Data Extraction and Analysis
Prevalence data were extracted from the full-text articles of eligible studies (Supplementary Table 2). Extracted data were meta-analyzed using MetaXL software, version 5.3 (EpiGear International). The primary outcomes of pooled IgG seroprevalence among the general population and pooled prevalence of laboratory-confirmed recent infections among suspected patients were calculated with their 95% confidence intervals (95% CIs).
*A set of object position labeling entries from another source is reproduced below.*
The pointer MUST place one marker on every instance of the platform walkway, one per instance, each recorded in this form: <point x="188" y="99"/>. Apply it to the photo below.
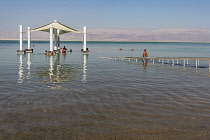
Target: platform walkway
<point x="174" y="60"/>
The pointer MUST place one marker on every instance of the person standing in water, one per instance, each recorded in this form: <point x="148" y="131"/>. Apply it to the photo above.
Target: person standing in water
<point x="145" y="54"/>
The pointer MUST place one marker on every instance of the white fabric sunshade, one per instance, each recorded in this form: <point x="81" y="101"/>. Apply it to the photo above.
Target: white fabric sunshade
<point x="56" y="25"/>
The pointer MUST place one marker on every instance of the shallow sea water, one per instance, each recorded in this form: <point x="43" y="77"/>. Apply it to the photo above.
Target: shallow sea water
<point x="76" y="96"/>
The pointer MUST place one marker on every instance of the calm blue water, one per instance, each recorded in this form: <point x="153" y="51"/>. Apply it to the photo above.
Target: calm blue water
<point x="76" y="96"/>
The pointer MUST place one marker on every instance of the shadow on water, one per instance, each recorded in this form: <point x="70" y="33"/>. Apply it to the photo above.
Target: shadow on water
<point x="54" y="72"/>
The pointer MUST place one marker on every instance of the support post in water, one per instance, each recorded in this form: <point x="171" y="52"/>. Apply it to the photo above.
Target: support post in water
<point x="209" y="64"/>
<point x="196" y="63"/>
<point x="21" y="51"/>
<point x="51" y="37"/>
<point x="29" y="41"/>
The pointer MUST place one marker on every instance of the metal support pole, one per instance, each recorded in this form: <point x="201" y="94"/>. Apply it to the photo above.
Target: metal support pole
<point x="196" y="63"/>
<point x="21" y="37"/>
<point x="51" y="37"/>
<point x="29" y="38"/>
<point x="209" y="64"/>
<point x="58" y="39"/>
<point x="84" y="38"/>
<point x="55" y="40"/>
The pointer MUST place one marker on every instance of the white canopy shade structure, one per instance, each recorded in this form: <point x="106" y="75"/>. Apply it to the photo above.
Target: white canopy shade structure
<point x="55" y="29"/>
<point x="56" y="26"/>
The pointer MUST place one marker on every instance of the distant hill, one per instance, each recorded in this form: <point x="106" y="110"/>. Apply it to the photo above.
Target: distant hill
<point x="168" y="35"/>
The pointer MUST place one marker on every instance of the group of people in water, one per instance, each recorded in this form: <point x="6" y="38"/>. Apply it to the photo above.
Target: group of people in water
<point x="61" y="50"/>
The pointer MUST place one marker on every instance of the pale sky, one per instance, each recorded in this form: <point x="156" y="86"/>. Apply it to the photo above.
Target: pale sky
<point x="123" y="14"/>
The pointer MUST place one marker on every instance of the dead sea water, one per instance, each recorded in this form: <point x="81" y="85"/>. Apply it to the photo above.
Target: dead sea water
<point x="74" y="96"/>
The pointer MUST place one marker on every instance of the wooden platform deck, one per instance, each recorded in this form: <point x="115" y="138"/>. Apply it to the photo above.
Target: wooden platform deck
<point x="162" y="58"/>
<point x="185" y="60"/>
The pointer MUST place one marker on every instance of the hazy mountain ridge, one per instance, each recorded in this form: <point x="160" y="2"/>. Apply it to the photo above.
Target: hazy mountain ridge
<point x="172" y="34"/>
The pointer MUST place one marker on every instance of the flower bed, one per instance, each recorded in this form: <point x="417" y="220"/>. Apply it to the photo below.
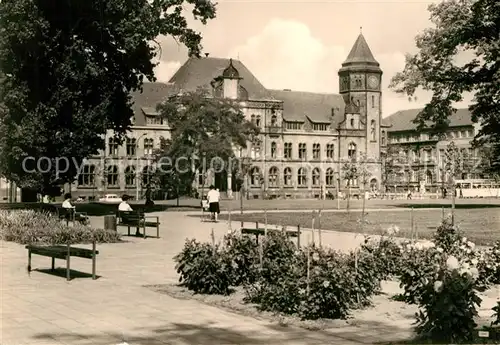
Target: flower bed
<point x="28" y="227"/>
<point x="443" y="278"/>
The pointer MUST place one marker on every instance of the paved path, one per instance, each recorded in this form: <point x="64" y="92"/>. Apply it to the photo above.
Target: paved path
<point x="41" y="308"/>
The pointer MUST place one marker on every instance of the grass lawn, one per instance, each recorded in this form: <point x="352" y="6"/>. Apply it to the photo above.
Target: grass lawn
<point x="481" y="226"/>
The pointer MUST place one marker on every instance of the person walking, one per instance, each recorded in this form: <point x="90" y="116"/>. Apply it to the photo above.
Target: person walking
<point x="213" y="197"/>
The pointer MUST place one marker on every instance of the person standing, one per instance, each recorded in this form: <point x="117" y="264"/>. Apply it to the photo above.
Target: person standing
<point x="213" y="197"/>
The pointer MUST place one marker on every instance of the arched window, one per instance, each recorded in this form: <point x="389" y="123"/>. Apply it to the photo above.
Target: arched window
<point x="274" y="149"/>
<point x="147" y="175"/>
<point x="287" y="177"/>
<point x="330" y="177"/>
<point x="302" y="177"/>
<point x="130" y="175"/>
<point x="316" y="176"/>
<point x="255" y="176"/>
<point x="257" y="121"/>
<point x="273" y="177"/>
<point x="373" y="132"/>
<point x="112" y="175"/>
<point x="113" y="146"/>
<point x="351" y="151"/>
<point x="428" y="177"/>
<point x="86" y="177"/>
<point x="274" y="120"/>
Because of the expected differences in the study samples, designs, and populations, meta-analyses to determine pooled outcomes were performed using a random-effects model [18]. The proportion of total variation in study estimates attributed to heterogeneity was measured using the I2 statistic [19], where I2 > 50% indicates high heterogeneity. In addition, forest plots were used to show the random effects of pooled outcomes.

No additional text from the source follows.